A SNP intensity file containing this sample, which can either be per-sample (default) or multi-sample.  This is a tab-delimited file with two columns named A and B and the row names correspond to the chip's probeset IDs. This file can either be a text file or a saved RData file (created in the R programing language via write.table or the equivalent) containing that data as the object dat

In a multi-sample SNP file, the probeset IDs in column A will be repeated for each sample and are distinguished by having "<array name>-" prepended to each.  HAPSEG will use the <array name> parameter to decide which to load on that run, taking a multi-sample file but only operating on the chosen sample.

  1. <seg.file>

A segmented copy number file (e.g., from GLAD, CBS, etc).

  1. <clusters.file>

A Birdseed clusters file, either processed by the Affymetrix SNP6 Copy Number Inference Pipeline or raw from Birdseed.  This is a tab-delimited file where row names are the probeset IDs.

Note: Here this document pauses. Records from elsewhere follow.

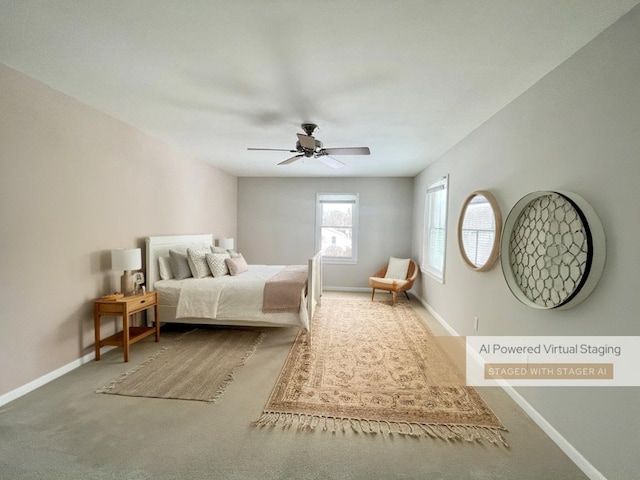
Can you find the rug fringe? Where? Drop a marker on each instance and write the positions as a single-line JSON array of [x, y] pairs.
[[231, 376], [469, 433]]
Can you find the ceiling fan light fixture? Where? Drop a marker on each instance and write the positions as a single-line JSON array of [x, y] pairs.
[[308, 146]]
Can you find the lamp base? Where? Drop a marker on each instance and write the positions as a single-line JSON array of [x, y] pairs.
[[126, 283]]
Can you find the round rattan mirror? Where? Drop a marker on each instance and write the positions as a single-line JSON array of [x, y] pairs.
[[479, 229]]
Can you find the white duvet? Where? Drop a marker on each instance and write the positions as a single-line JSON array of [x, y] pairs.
[[226, 297]]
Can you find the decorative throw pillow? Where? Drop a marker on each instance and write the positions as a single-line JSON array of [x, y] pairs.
[[179, 264], [165, 267], [398, 268], [198, 263], [237, 265], [217, 264]]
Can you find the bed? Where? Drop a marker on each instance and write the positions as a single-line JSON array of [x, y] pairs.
[[239, 299]]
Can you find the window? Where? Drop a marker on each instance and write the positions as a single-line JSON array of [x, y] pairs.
[[337, 227], [434, 240]]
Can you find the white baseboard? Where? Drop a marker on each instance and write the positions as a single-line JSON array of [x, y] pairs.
[[570, 451], [346, 289], [39, 382]]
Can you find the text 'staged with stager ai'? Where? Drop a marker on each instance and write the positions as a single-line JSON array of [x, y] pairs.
[[553, 361]]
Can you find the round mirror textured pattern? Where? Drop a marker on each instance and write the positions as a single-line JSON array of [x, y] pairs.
[[553, 249]]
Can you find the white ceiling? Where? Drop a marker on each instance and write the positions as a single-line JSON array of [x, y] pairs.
[[409, 79]]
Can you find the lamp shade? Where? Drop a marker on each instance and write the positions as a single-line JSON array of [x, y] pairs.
[[226, 243], [126, 259]]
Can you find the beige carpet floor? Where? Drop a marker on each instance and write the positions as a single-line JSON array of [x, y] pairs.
[[64, 430], [376, 368], [198, 365]]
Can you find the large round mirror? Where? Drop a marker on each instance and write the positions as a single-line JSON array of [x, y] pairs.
[[479, 229]]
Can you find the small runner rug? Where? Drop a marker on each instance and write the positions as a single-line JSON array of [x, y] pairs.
[[375, 368], [197, 366]]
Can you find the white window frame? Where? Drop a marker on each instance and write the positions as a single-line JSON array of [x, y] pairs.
[[436, 203], [351, 198]]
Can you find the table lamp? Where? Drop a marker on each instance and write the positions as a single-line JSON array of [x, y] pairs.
[[126, 259]]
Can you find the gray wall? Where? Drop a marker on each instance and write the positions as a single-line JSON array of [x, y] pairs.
[[75, 183], [276, 222], [578, 129]]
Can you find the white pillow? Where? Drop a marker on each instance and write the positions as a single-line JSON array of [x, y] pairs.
[[198, 263], [165, 267], [179, 264], [237, 265], [398, 268], [217, 264]]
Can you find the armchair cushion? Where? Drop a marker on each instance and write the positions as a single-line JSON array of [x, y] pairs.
[[397, 268]]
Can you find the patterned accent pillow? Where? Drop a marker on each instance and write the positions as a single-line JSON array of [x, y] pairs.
[[198, 263], [165, 267], [398, 268], [217, 264], [237, 265], [179, 264]]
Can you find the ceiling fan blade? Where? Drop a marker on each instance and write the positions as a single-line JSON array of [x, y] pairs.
[[332, 162], [274, 149], [347, 151], [291, 160], [307, 141]]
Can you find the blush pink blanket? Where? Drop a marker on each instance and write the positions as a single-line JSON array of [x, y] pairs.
[[282, 292]]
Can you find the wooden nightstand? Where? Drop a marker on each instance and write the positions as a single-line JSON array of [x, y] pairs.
[[125, 307]]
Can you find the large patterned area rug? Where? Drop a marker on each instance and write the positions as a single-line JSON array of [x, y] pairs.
[[197, 366], [375, 368]]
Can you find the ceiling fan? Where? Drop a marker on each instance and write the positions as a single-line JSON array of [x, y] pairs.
[[307, 146]]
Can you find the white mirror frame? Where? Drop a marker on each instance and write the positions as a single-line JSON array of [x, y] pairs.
[[495, 248]]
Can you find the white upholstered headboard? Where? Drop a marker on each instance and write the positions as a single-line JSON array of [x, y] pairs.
[[159, 246]]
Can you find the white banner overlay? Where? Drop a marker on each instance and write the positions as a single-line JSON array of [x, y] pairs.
[[553, 361]]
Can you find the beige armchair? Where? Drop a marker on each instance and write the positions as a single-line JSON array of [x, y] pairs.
[[394, 285]]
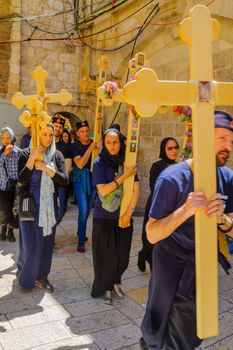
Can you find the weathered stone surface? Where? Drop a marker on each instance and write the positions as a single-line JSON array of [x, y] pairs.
[[96, 322], [117, 338], [25, 338]]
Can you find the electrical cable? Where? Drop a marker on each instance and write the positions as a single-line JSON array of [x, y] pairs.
[[133, 49]]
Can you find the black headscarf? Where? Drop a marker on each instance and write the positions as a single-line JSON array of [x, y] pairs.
[[116, 160], [162, 153]]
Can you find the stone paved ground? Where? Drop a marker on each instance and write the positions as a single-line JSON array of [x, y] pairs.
[[69, 319]]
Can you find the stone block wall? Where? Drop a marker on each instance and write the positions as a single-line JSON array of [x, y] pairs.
[[69, 60], [168, 56]]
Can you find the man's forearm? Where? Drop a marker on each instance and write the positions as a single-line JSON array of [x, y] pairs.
[[82, 161], [160, 229]]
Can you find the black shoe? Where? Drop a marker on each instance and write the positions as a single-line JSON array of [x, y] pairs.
[[10, 235], [18, 273], [141, 263], [107, 298], [85, 239], [81, 248], [45, 285], [143, 344], [3, 233]]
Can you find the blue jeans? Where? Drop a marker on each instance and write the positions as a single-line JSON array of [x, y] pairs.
[[84, 207], [62, 203]]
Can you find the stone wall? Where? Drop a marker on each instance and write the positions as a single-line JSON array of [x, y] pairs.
[[68, 60], [167, 55]]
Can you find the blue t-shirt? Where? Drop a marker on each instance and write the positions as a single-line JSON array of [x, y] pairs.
[[103, 174], [171, 192], [78, 149]]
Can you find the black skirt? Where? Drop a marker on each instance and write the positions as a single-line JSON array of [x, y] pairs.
[[111, 250], [170, 318], [6, 207]]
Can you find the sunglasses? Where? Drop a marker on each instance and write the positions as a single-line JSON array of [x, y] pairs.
[[171, 148]]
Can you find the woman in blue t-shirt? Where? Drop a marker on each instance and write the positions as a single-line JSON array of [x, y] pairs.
[[111, 234], [169, 149]]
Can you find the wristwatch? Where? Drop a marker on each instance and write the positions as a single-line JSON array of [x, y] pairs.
[[224, 219]]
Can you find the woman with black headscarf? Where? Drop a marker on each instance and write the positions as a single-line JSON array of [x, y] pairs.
[[111, 234], [9, 155], [169, 148]]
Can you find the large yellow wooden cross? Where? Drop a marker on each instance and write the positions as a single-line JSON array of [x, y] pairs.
[[86, 84], [37, 103], [202, 93], [36, 118], [103, 66], [135, 65]]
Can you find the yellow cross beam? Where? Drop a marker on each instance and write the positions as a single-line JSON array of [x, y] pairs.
[[86, 84], [42, 98], [135, 65], [147, 93], [36, 118], [103, 66]]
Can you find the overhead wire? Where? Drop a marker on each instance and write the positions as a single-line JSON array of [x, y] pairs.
[[141, 29]]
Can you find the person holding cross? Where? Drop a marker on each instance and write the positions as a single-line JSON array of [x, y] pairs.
[[111, 233], [83, 189], [59, 123], [170, 317], [39, 181]]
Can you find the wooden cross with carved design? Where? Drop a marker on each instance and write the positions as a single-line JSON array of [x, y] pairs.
[[202, 93], [36, 118], [87, 84], [135, 65], [103, 64], [38, 103]]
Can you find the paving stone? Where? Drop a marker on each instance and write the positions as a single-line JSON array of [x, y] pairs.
[[135, 283], [225, 329], [224, 305], [17, 291], [63, 274], [33, 336], [138, 321], [84, 342], [59, 264], [225, 344], [5, 293], [132, 347], [117, 338], [45, 299], [73, 295], [55, 321], [87, 307], [65, 285], [137, 272], [228, 295], [96, 322], [19, 304], [30, 318], [139, 295], [128, 274], [128, 307], [4, 325]]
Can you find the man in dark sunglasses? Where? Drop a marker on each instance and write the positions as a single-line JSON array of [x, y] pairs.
[[170, 318]]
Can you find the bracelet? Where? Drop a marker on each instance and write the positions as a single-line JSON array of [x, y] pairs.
[[225, 217], [117, 184], [131, 208]]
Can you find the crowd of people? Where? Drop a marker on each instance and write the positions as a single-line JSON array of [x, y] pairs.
[[35, 185]]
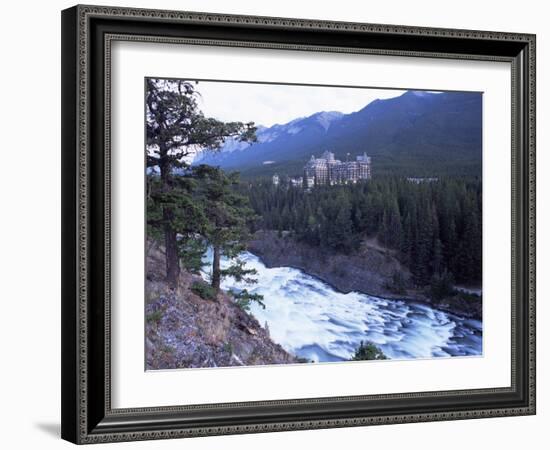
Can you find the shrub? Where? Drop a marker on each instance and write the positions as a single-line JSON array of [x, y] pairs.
[[154, 316], [203, 290], [244, 298], [368, 351]]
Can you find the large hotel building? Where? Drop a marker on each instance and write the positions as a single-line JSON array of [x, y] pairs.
[[328, 170]]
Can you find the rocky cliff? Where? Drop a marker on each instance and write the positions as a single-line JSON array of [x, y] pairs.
[[370, 270], [183, 330]]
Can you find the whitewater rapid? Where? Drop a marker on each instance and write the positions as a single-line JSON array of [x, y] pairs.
[[312, 320]]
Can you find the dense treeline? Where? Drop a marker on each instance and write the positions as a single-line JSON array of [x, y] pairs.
[[434, 226]]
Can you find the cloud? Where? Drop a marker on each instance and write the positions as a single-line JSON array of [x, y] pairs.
[[268, 104]]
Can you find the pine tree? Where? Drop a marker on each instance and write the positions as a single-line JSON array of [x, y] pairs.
[[176, 128], [228, 215]]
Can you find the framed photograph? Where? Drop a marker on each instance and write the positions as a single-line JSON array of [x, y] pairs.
[[268, 222]]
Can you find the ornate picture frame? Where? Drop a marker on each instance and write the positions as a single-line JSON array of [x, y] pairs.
[[88, 33]]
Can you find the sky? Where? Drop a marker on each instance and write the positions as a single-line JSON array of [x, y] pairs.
[[269, 104]]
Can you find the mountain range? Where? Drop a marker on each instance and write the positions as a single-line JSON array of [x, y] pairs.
[[416, 134]]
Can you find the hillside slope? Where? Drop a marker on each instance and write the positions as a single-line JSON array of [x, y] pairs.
[[415, 134]]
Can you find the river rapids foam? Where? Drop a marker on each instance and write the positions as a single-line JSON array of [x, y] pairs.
[[312, 320]]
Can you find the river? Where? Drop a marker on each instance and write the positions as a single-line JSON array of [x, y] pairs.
[[312, 320]]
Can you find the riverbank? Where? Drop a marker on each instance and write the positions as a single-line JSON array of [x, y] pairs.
[[183, 330], [370, 271]]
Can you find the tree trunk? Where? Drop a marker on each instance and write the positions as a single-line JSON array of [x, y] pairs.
[[216, 271], [172, 260], [170, 236]]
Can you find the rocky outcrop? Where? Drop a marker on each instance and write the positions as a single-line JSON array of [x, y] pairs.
[[370, 270], [183, 330]]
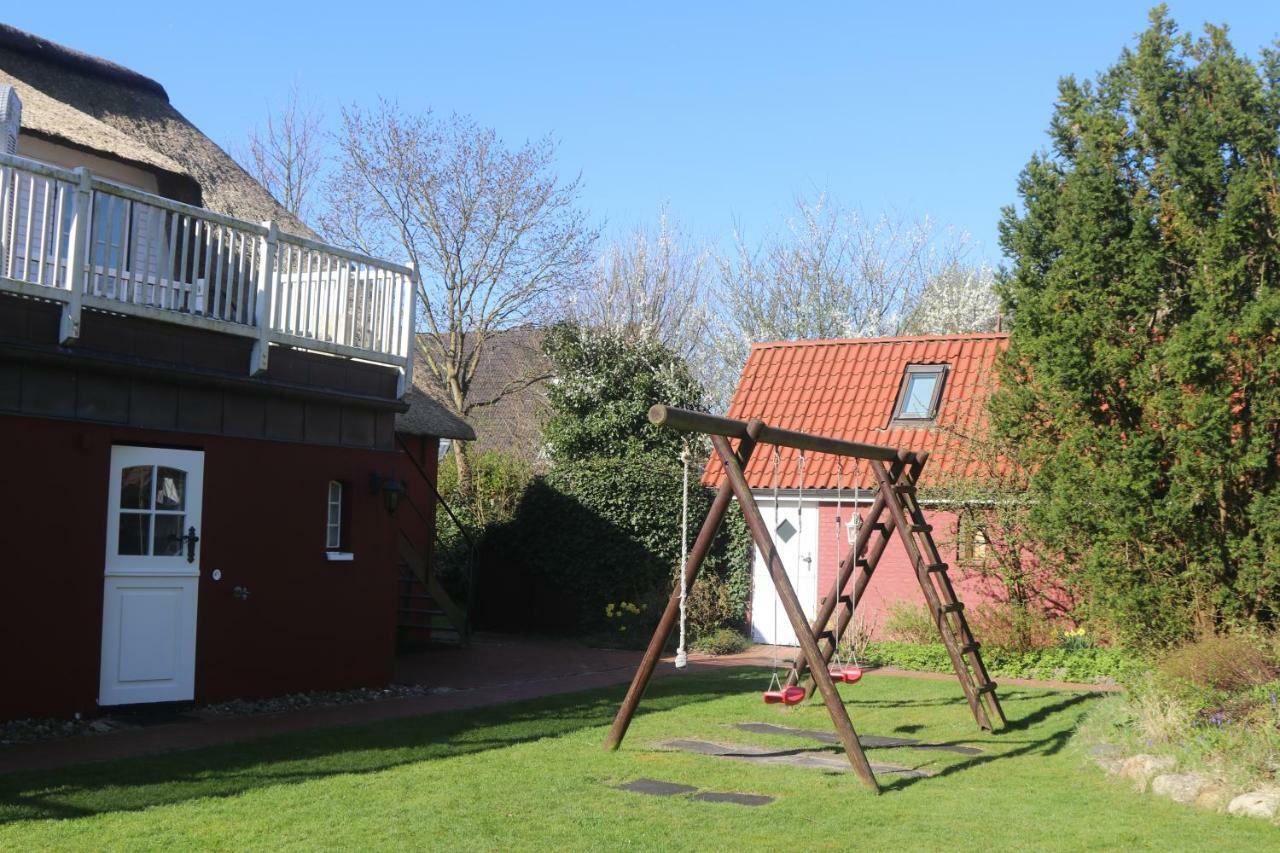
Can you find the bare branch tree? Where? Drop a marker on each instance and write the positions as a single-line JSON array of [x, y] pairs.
[[958, 299], [650, 284], [287, 156], [496, 235], [831, 274]]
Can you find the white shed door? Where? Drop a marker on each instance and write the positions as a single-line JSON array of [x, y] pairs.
[[152, 574], [795, 536]]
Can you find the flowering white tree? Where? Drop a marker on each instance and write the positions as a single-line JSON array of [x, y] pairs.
[[831, 273], [959, 299], [653, 284]]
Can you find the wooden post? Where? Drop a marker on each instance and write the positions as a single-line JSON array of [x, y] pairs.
[[931, 594], [77, 256], [263, 304], [795, 612], [702, 546]]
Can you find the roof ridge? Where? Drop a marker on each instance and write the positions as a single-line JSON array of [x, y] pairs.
[[46, 50], [900, 338]]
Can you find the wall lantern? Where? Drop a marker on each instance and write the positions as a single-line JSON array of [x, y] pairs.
[[391, 489]]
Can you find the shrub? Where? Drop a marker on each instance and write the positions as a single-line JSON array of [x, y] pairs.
[[722, 641], [1229, 664], [600, 530], [910, 624], [1011, 626], [1088, 665]]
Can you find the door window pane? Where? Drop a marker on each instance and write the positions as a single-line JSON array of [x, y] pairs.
[[135, 532], [168, 539], [170, 488], [136, 488]]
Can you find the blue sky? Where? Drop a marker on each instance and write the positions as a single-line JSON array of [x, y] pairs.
[[721, 110]]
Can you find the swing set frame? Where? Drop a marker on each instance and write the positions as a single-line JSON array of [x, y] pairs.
[[896, 471]]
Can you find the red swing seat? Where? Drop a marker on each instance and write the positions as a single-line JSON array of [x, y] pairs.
[[792, 694]]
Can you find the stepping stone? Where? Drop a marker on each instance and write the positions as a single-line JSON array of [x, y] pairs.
[[817, 760], [656, 788], [732, 797], [869, 742]]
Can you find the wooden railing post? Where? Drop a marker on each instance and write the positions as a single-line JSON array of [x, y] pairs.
[[406, 379], [77, 255], [263, 304]]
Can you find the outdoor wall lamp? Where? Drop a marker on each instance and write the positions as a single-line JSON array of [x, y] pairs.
[[391, 489]]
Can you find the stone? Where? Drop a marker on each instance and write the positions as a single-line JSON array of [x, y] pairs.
[[1256, 803], [1180, 788], [1142, 767], [1215, 797]]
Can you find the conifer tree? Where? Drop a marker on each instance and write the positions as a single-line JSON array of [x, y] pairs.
[[1142, 384]]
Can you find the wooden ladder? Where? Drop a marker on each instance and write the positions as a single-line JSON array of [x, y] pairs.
[[897, 507]]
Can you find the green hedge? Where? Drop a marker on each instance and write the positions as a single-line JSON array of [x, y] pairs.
[[1086, 665], [599, 532]]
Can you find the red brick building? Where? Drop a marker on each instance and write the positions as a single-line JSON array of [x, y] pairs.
[[924, 393], [200, 457]]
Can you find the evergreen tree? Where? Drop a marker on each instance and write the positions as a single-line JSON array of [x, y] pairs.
[[1142, 383]]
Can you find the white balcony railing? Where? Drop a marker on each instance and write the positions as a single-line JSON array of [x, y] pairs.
[[83, 241]]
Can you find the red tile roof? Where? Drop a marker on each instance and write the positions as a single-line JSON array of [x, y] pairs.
[[848, 389]]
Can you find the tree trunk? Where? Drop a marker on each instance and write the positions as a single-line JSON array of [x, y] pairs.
[[462, 459]]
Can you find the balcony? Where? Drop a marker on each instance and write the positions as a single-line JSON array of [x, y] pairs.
[[86, 242]]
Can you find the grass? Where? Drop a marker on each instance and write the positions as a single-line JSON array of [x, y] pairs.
[[533, 775]]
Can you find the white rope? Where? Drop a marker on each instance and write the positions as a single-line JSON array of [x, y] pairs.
[[681, 653]]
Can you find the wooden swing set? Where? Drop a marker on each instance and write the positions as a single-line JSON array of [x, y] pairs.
[[895, 507]]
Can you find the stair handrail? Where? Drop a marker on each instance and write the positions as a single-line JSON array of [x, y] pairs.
[[457, 523]]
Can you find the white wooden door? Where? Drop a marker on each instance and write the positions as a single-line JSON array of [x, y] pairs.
[[795, 536], [152, 574]]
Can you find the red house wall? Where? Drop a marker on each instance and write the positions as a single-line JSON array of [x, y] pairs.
[[307, 623], [894, 579]]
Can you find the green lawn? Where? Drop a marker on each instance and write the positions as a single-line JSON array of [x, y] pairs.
[[533, 775]]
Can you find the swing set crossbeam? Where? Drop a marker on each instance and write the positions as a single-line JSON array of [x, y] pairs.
[[895, 509]]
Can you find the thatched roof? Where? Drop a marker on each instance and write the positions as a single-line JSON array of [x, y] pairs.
[[100, 106], [511, 359]]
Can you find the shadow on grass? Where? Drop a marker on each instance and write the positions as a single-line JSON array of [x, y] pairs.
[[140, 783], [1047, 746]]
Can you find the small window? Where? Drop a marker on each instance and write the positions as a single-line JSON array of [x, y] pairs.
[[974, 544], [920, 393], [333, 528]]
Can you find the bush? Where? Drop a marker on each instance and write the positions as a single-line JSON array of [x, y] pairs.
[[722, 641], [1091, 665], [1229, 664], [910, 624], [600, 530], [1011, 626]]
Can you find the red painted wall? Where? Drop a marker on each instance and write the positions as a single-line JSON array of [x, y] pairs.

In this case there are 6 columns: AA.a, AB.a, BB.a, BB.b, AB.b and AA.b.

  1. <prev.theta.file>

A file storing theta values from previous HAPSEG runs.

Output Files

  1. <plate.name>_<array.name>.segdat.RData

The copy number data segmented by haplotype.  This is suitable as an input to the ABSOLUTE GenePattern module.

  1. chr*/HAPSEG_SEG*.jpg

Per-chromosome plots of the fitted segments.  There will be one subdirectory for each chromosome and one plot for each fitted segment.  These are only provided if <plot.segfit> is TRUE. Note that these files will not be created on Windows

Example Data

A set of example data from the CGA group is available at:ftp://ftp.broadinstitute.org/pub/genepattern/example_files/HAPSEG_1.1.1/paper_example.zip

Note that there is a README file in the ZIP archive that provides the filenames and parameters you will need to run this example data through HAPSEG, ABSOLUTE, ABSOLUTE.summarize, and ABSOLUTE.review.

Requirements

Acceptance of the module license is required for its use.  A copy of the license text is available here: http://www.broadinstitute.org/cancer/cga/sites/default/files/images/ABSOLUTE_HAPSEG_license_2013.pdf

There is a possible known issue in running HAPSEG in GenePattern on a Mac with multiple versions of R installed: if R 2.15.2 is not set as the current version of R then HAPSEG may fail with fontconfig errors.  These errors should not occur if R has been configured according to the GenePattern Administrative Guide sections on Different Versions of R and Using the R Installer Plug-in.  You may be able to fix this problem by using the RSwitch utility to change your current R to 2.15.2.  Alternatively, setting 'plot segfit' to FALSE might also prevent the error.

There is also a known issue with running HAPSEG on Windows, wherein the jpg files are not output. The .segdat.RData file produced, however, is valid.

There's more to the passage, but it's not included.